A panel of industry executives with a focus on Western Canada painted a near-term future for British Columbia (BC) that could see the province greatly expand its gas production from 3 Bcf/d to 5 Bcf/d based on growing potential for new supplies from shale. That raises the possibility some of the gas could be exported as liquefied natural gas (LNG).
"In my mind, British Columbia shale is a game changer -- for both North America and for the Canadian province," said Greg Staple, marketing director for Spectra Energy Transmission, whose pipelines and gas processing operations in BC are tied to each of the new shale developments. "Shale will have significant implications for the market going forward. It undoubtedly will have some implications in changing flow patterns of gas between supply areas and large and small interconnections."
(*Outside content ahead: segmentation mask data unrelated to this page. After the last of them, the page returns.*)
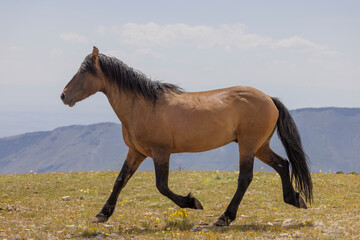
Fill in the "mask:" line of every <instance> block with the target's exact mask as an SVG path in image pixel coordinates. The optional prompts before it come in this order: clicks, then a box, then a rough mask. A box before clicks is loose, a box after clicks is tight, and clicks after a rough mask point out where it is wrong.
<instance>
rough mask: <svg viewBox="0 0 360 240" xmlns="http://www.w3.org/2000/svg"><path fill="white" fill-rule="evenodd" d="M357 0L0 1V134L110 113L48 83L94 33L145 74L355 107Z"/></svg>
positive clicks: (61, 80) (96, 119)
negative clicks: (268, 0)
mask: <svg viewBox="0 0 360 240" xmlns="http://www.w3.org/2000/svg"><path fill="white" fill-rule="evenodd" d="M359 9H360V1H346V0H343V1H329V0H326V1H267V0H264V1H226V0H224V1H209V0H205V1H194V0H192V1H184V0H183V1H155V0H153V1H136V0H132V1H4V0H1V1H0V34H1V35H0V36H1V37H0V50H1V53H2V54H0V137H4V136H10V135H14V134H20V133H24V132H29V131H37V130H50V129H53V128H56V127H60V126H64V125H70V124H88V123H95V122H102V121H114V122H119V121H118V120H117V119H116V117H115V115H114V113H113V112H112V109H111V108H110V106H109V104H108V102H107V99H106V97H105V96H104V95H102V94H96V95H95V96H92V97H91V98H89V99H86V100H84V101H83V102H81V103H80V104H77V105H76V106H75V107H74V108H69V107H67V106H65V105H63V104H62V102H61V101H60V98H59V96H60V93H61V91H62V89H63V88H64V86H65V85H66V83H67V82H68V81H69V80H70V79H71V77H72V76H73V75H74V74H75V72H76V71H77V69H78V68H79V66H80V64H81V62H82V61H83V59H84V57H85V56H86V55H87V54H89V53H91V51H92V46H93V45H95V46H97V47H98V48H99V49H100V52H102V53H105V54H107V55H112V56H115V57H117V58H119V59H121V60H122V61H123V62H125V63H126V64H128V65H129V66H131V67H134V68H135V69H138V70H140V71H142V72H144V73H145V74H146V75H148V76H150V77H151V78H152V79H156V80H162V81H165V82H171V83H175V84H178V85H180V86H181V87H182V88H184V89H185V90H187V91H201V90H209V89H215V88H223V87H228V86H233V85H250V86H254V87H256V88H258V89H260V90H262V91H264V92H265V93H267V94H269V95H271V96H277V97H280V98H281V99H282V100H283V102H284V103H285V104H286V105H287V106H288V107H289V108H290V109H295V108H304V107H325V106H338V107H360V96H359V95H360V14H359Z"/></svg>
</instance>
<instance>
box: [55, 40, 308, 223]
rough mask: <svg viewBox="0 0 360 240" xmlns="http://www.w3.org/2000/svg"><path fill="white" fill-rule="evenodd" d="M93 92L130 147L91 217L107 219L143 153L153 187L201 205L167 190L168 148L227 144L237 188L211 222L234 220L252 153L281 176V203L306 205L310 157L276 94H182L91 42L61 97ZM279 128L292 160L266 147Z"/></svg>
mask: <svg viewBox="0 0 360 240" xmlns="http://www.w3.org/2000/svg"><path fill="white" fill-rule="evenodd" d="M96 92H102V93H104V94H105V95H106V97H107V98H108V101H109V103H110V105H111V107H112V109H113V110H114V112H115V114H116V115H117V117H118V118H119V120H120V122H121V126H122V132H123V139H124V142H125V144H126V145H127V146H128V147H129V150H128V153H127V157H126V159H125V162H124V164H123V166H122V169H121V171H120V173H119V175H118V177H117V178H116V181H115V184H114V187H113V190H112V192H111V194H110V196H109V198H108V200H107V201H106V203H105V204H104V206H103V208H102V209H101V211H100V212H99V213H98V214H97V215H96V216H95V218H94V220H93V222H106V221H107V220H108V219H109V217H110V216H111V215H112V214H113V212H114V209H115V206H116V202H117V199H118V197H119V194H120V192H121V190H122V189H123V188H124V187H125V185H126V184H127V182H128V181H129V179H130V178H131V176H132V175H133V174H134V173H135V171H136V170H137V168H138V167H139V166H140V164H141V163H142V162H143V161H144V159H145V158H147V157H150V158H152V159H153V162H154V166H155V177H156V187H157V189H158V190H159V192H160V193H161V194H162V195H164V196H166V197H168V198H169V199H170V200H172V201H173V202H174V203H175V204H176V205H178V206H179V207H180V208H192V209H203V206H202V205H201V203H200V201H199V200H198V199H197V198H195V197H194V196H193V195H192V194H191V193H189V194H188V195H187V196H181V195H178V194H176V193H174V192H173V191H172V190H171V189H170V188H169V186H168V178H169V158H170V154H172V153H180V152H202V151H207V150H211V149H214V148H218V147H221V146H224V145H226V144H228V143H230V142H236V143H237V144H238V147H239V153H240V160H239V165H240V170H239V177H238V186H237V189H236V192H235V194H234V196H233V198H232V200H231V202H230V204H229V205H228V207H227V209H226V211H225V212H224V213H223V214H222V215H221V216H220V217H219V218H218V219H217V221H216V222H215V223H214V225H216V226H228V225H229V224H230V223H231V222H232V221H234V220H235V219H236V214H237V210H238V207H239V204H240V202H241V200H242V198H243V196H244V194H245V192H246V189H247V188H248V186H249V184H250V183H251V181H252V178H253V164H254V158H255V157H257V158H258V159H260V160H261V161H262V162H264V163H266V164H267V165H269V166H271V167H272V168H273V169H275V171H276V172H277V173H278V174H279V175H280V177H281V182H282V190H283V200H284V202H285V203H287V204H291V205H293V206H295V207H298V208H304V209H306V208H307V205H306V203H307V202H308V203H310V204H311V201H312V180H311V175H310V173H309V167H308V157H307V155H306V154H305V152H304V150H303V147H302V144H301V139H300V135H299V132H298V129H297V127H296V124H295V122H294V120H293V119H292V117H291V115H290V113H289V111H288V110H287V108H286V107H285V106H284V104H283V103H282V102H281V101H280V100H279V99H278V98H274V97H270V96H268V95H267V94H265V93H263V92H261V91H260V90H257V89H255V88H252V87H245V86H234V87H229V88H224V89H216V90H211V91H203V92H186V91H184V90H183V89H182V88H180V87H178V86H176V85H174V84H170V83H164V82H160V81H153V80H151V79H149V78H148V77H147V76H145V75H144V74H143V73H141V72H140V71H137V70H134V69H133V68H131V67H129V66H127V65H126V64H125V63H123V62H122V61H120V60H118V59H116V58H115V57H109V56H106V55H104V54H99V50H98V48H96V47H95V46H94V47H93V51H92V53H91V54H89V55H87V56H86V57H85V59H84V61H83V62H82V64H81V66H80V68H79V70H78V71H77V73H76V74H75V75H74V77H73V78H72V79H71V81H70V82H69V83H68V84H67V85H66V86H65V88H64V90H63V92H62V93H61V96H60V97H61V100H62V101H63V103H64V104H65V105H68V106H70V107H73V106H74V105H75V103H77V102H79V101H81V100H83V99H85V98H87V97H89V96H90V95H92V94H94V93H96ZM276 129H277V132H278V135H279V138H280V140H281V142H282V144H283V145H284V148H285V150H286V153H287V156H288V158H289V160H287V159H285V158H283V157H280V156H279V155H278V154H276V153H274V152H273V151H272V150H271V148H270V146H269V143H270V139H271V137H272V136H273V134H274V132H275V130H276ZM290 166H291V173H290V170H289V169H290ZM295 189H296V190H297V191H296V190H295Z"/></svg>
All of the panelists speaking last Wednesday at the LDC Gas Forum: West & Rockies in Irvine, CA -- Les Deman, director, fundamental research/analysis for Shell Energy North America, and Alex Douglas, managing director, west marketing, for Nexen Marketing, along with Staple -- agreed that traditional production in Western Canada will continue to decline, but it will be more than offset in BC by the expected huge increases in shale gas production. "BC should move to conservatively 5 Bcf/d production in fairly short order," Staple said.
During a question-and-answer session, the panelists were asked a lot about LNG and its potential role given the two proposals to liquefy some of the BC gas supplies at Kitimat and ship the gas south. In response to a question, Douglas said the Sempra Energy Costa Azul receiving terminal along the Pacific Coast in North Baja California, Mexico, would be an excellent drop-off point for the gas. Even an Oregon LNG receiving terminal might be a possibility, although the existing Canadian-U.S. transmission pipeline system is planning to move a lot of the gas to the Pacific Northwest, he said.
Staple said the gas-fired electric generation plants in the Pacific Northwest longer term constitute a probable market for the BC gas exports. He emphasized that the shale plays in BC rank among the top three in North America, so "you're talking here about something that has some real significance for markets in western North America."
In contrast, in response to a question, Nexen's Douglas said Alaska gas continues to get pushed back, although he thinks it eventually it will flow through Canada and into the United States, possibly in a 2025 time frame. The development of the infrastructure to capture the new shale gas plays in far northern BC and into the Northwest Territories is a phased, incremental way to work into an eventual Alaskan gas pipeline, he said.
"Every year I come here, I just add two more years to when the Alaskan gas can be expected," said Douglas, but on a positive note he said there is a lot of infrastructure being built farther to the north by TransCanada and others. "We''ll just keep building back toward Alaska, and we'll ultimately need it, and it will come. Three years ago I said that would be 2014, but now it is 2020 or 2025."